Why is being a trans ally important?
Because you should care about other people. Trans people are certainly not the majority, so they need allies on their side to support them. I think it helps you understand your own gender identity, freeing yourself from restrictive ways of thinking about masculinity and femininity.
Transphobia also affects cisgender people. A lot of people are intersex and they just don't realise. If people aren’t allies and allow transphobic rhetoric, it means that intersex people are also discriminated against.
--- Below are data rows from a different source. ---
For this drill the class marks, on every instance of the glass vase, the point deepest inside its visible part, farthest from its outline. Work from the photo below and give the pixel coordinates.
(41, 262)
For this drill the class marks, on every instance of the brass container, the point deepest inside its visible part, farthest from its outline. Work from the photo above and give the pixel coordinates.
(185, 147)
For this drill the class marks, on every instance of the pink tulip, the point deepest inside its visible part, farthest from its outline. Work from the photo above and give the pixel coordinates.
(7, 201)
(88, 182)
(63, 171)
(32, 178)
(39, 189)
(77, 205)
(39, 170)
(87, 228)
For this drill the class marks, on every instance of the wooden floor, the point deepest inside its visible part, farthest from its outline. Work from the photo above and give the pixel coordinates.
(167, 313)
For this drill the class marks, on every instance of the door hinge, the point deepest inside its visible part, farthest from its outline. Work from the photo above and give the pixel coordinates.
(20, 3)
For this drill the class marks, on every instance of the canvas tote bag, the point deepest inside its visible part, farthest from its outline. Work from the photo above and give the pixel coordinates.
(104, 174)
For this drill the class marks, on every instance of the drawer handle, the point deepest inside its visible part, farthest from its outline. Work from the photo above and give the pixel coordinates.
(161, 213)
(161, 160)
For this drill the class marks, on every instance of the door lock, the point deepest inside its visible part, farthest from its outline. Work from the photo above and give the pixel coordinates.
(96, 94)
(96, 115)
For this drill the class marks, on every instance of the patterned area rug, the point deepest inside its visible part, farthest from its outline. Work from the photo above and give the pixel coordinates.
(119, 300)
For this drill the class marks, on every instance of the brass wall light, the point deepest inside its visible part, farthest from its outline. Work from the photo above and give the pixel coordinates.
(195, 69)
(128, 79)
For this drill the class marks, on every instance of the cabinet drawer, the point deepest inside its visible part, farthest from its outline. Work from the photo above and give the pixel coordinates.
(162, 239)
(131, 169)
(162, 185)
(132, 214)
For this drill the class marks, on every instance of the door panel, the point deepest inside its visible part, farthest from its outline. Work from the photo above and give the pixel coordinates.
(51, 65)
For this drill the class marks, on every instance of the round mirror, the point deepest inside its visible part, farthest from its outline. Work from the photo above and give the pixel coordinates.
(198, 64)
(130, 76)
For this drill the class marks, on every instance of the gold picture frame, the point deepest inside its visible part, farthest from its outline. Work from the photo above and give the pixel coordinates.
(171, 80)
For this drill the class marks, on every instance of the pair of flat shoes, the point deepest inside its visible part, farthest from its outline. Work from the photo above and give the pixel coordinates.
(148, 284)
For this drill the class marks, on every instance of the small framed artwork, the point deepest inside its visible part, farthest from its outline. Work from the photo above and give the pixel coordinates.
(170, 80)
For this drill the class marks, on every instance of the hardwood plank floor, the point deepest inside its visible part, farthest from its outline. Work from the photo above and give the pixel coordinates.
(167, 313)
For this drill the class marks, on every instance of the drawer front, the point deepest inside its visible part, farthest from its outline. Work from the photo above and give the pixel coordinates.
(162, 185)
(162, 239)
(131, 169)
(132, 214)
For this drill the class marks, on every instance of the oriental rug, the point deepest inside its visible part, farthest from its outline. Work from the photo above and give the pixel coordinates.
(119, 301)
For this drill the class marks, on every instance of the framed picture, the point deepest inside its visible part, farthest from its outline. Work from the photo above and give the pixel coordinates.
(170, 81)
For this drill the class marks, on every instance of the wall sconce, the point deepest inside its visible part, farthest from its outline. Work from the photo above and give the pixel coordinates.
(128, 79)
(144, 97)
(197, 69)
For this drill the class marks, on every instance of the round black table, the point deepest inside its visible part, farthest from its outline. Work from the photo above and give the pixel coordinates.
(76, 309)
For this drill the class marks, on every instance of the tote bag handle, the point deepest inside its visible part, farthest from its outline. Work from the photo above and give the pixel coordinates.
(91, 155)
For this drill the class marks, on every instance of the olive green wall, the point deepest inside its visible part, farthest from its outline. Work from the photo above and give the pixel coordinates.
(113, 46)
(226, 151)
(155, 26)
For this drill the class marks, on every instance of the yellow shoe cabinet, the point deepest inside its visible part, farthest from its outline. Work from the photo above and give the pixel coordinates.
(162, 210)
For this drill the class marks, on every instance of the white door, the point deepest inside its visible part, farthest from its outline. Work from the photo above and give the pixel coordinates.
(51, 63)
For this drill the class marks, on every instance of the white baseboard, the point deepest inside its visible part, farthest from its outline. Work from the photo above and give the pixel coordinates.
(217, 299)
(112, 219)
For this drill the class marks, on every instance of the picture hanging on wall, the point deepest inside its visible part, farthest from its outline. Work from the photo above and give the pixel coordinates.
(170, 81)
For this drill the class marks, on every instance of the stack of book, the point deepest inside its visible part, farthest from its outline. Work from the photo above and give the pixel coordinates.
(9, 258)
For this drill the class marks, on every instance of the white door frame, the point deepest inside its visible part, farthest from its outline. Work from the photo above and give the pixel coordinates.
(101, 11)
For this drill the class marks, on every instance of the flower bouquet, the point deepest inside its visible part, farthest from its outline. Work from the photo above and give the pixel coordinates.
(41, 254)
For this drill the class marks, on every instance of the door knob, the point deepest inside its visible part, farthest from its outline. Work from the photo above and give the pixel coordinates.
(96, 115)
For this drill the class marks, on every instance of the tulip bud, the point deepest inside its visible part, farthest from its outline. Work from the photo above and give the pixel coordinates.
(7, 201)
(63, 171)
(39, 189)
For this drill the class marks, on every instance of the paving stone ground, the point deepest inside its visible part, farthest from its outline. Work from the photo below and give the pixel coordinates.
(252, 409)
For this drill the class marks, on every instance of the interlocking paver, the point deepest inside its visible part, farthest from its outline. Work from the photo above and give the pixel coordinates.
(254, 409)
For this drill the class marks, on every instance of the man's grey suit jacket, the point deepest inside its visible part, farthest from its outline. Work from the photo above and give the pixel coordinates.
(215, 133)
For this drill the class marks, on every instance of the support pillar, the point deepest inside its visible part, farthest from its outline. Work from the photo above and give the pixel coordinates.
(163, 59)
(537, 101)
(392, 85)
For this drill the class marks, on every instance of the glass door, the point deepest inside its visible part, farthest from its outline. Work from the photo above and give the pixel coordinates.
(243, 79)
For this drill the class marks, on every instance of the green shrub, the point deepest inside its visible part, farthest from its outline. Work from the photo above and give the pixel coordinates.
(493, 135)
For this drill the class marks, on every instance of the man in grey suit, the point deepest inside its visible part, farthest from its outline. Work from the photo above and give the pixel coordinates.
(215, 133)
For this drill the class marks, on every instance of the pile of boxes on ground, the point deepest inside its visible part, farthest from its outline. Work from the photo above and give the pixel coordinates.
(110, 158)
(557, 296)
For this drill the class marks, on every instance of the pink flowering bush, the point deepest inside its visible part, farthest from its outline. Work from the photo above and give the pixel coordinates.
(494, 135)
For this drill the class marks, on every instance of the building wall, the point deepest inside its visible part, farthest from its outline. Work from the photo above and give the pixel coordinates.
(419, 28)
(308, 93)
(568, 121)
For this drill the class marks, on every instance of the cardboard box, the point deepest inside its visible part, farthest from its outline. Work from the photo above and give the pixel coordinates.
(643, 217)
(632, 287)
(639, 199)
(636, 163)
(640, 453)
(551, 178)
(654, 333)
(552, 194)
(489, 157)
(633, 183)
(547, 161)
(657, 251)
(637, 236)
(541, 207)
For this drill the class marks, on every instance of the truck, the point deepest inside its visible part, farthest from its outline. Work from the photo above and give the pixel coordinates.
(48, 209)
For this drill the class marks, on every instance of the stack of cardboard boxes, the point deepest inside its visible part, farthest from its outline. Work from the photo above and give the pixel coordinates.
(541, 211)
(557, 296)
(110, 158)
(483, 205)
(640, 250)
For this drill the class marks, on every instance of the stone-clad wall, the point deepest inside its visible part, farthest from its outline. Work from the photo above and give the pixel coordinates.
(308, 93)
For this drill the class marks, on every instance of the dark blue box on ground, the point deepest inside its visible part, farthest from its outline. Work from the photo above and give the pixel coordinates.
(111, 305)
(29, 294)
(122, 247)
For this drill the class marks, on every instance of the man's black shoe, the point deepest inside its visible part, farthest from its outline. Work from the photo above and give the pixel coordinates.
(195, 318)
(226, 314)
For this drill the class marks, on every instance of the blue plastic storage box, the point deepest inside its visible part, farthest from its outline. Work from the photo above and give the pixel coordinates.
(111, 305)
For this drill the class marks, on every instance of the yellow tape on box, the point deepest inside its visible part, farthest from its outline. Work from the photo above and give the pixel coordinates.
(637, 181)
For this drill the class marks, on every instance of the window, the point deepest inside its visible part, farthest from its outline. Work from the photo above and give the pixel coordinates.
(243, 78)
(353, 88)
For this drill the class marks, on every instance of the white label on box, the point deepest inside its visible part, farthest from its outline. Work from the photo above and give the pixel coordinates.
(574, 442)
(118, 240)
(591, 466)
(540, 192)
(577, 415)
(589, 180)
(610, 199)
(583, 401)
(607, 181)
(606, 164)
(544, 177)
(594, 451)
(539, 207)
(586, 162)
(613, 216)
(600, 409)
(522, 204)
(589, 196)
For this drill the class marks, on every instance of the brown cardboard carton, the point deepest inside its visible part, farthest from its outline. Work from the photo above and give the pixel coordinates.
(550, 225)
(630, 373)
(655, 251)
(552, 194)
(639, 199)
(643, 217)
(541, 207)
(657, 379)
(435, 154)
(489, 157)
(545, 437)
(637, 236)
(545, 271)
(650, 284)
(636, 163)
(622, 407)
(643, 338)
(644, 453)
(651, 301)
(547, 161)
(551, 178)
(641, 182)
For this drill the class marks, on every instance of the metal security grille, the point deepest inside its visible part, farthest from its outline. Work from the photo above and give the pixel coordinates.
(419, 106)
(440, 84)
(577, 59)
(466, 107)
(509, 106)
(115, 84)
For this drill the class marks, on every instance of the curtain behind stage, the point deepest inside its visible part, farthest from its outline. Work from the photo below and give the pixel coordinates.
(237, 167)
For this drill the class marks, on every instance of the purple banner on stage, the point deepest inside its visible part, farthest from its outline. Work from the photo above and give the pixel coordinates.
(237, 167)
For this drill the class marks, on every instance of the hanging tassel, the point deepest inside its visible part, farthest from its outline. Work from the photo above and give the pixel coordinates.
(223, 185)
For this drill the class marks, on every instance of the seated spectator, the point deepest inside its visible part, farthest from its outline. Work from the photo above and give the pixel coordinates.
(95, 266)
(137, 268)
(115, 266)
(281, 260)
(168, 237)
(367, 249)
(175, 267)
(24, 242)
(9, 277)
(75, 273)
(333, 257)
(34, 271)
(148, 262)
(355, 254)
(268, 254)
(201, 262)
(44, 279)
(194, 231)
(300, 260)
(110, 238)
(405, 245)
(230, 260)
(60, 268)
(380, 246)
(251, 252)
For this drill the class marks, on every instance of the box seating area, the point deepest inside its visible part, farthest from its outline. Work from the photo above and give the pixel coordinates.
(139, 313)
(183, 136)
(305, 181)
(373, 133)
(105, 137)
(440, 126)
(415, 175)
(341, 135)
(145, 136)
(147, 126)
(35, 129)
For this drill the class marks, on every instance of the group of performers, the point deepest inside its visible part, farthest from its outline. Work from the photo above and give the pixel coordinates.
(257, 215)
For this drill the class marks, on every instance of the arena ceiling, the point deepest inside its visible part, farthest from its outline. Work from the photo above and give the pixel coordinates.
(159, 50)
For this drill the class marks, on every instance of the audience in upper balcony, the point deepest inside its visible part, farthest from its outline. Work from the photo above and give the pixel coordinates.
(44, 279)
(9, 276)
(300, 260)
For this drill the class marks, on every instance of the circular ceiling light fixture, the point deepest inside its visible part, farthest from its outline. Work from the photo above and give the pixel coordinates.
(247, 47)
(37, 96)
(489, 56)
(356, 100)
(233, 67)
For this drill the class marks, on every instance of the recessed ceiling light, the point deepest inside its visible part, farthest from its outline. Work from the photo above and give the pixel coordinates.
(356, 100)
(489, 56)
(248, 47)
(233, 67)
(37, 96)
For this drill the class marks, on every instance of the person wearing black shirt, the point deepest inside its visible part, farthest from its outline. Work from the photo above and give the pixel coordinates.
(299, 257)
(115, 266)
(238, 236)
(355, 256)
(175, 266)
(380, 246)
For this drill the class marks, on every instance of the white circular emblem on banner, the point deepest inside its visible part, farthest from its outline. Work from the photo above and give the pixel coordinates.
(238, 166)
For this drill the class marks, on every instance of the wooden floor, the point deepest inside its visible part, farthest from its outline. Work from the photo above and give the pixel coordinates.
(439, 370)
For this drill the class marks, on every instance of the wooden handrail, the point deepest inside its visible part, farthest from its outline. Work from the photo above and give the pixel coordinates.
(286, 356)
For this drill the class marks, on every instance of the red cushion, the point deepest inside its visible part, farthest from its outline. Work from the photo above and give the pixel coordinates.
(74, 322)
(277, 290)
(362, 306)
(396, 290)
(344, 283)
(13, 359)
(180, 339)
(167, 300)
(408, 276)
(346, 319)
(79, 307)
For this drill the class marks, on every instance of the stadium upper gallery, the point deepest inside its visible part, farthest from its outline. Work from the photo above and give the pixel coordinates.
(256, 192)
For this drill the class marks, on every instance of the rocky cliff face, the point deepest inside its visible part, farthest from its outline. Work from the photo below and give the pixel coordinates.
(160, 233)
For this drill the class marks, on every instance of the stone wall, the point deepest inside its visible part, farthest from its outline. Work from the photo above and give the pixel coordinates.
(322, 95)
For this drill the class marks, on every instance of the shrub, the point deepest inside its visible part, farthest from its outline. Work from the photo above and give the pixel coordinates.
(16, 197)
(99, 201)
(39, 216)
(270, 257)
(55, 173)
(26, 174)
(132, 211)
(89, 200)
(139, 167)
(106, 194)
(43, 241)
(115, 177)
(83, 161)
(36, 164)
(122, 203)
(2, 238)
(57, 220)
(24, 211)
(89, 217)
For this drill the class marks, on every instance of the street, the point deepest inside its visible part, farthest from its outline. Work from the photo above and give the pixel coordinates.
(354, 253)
Not to mention people who don’t adhere to the gender binary, like butch women or men who aren’t super masculine. It’s not just trans people who are affected by rigid gender norms perpetuated by transphobia.
What advice would you give to someone who wants to be a better ally?
Reading perspectives from trans people. You should actually make an attempt to like listen to trans people themselves instead of people talking about them. That’s how you find out what being trans is like and how you start seeing trans people as human, instead of just a label. Watching trans creators online or reading books written by trans people would be a great place to start.
Apart from educating yourself, challenge transphobia in your daily setting. As a cisgender person, you’re in a place of privilege to be able to protect trans people from attacks on their identity, which can feel really personal.